Violência pode começar antes do feminicídio
Para Márcia Lopes, a prevenção precisa identificar os sinais antes que a violência chegue ao extremo.
“Uma violência contra a mulher começa com rótulo, com julgamento, com uma humilhação, com uma negação da sua autonomia”, afirmou.
A avaliação também é compartilhada por profissionais que acompanham casos de violência em Criciúma. Controle, ciúme excessivo, isolamento de familiares e amigos e tentativas de controlar roupas e comportamentos podem aparecer antes das agressões físicas.

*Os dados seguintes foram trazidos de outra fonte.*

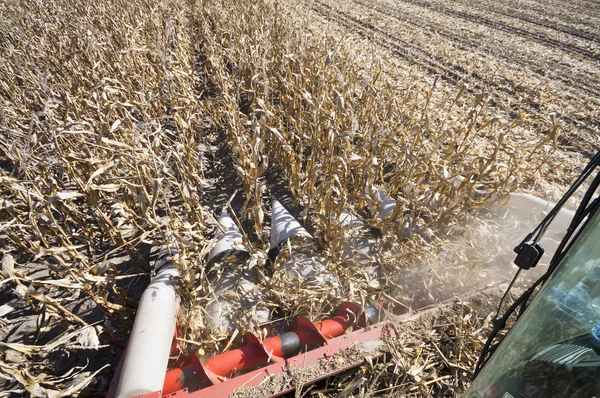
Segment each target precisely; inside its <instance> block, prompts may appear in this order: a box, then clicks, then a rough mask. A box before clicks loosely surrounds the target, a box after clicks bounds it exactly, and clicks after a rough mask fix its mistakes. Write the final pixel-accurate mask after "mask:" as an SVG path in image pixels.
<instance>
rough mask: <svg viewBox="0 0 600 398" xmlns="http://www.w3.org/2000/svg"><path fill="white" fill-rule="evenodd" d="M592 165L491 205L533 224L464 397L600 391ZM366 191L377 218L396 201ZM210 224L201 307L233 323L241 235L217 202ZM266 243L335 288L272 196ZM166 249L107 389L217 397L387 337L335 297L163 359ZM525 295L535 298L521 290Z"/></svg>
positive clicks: (388, 333) (267, 320)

Segundo especialistas ouvidos pelo 4oito, muitas vítimas demoram a reconhecer essas atitudes como violência, especialmente quando existe dependência emocional ou financeira.
Pacto ainda não chegou a Santa Catarina
A ministra também cobra uma articulação maior entre os poderes públicos. Santa Catarina ainda não aderiu ao Pacto Nacional Brasil Contra o Feminicídio, iniciativa que busca reunir União, estados e municípios em ações de prevenção e atendimento.
“Nós precisamos que os presidentes dos três poderes se reúnam, definam isso, façam um plano de trabalho e comecem a fazer mesmo um bom diagnóstico”, disse Márcia.
A proposta é identificar a realidade de cada região e fortalecer serviços de saúde, assistência social, educação, segurança e atendimento especializado.
Governo oferece R$ 19 milhões para Casa da Mulher Brasileira
Outro projeto citado pela ministra é a construção da Casa da Mulher Brasileira em Florianópolis. Segundo Márcia, o Governo Federal já reservou R$ 19 milhões para a estrutura, mas ainda são necessárias definições envolvendo terreno e execução da obra.
A unidade deverá concentrar serviços como atendimento psicológico, assistência social, Defensoria Pública, Ministério Público e Patrulha Maria da Penha.
A ministra também defende a ampliação do atendimento psicológico para mulheres e para filhos de vítimas de feminicídio. Desde 2023, crianças e adolescentes órfãos em decorrência do crime podem receber pensão especial até os 18 anos.
“Precisamos assegurar cada vez mais acesso ao atendimento psicossocial para essas famílias”, afirmou.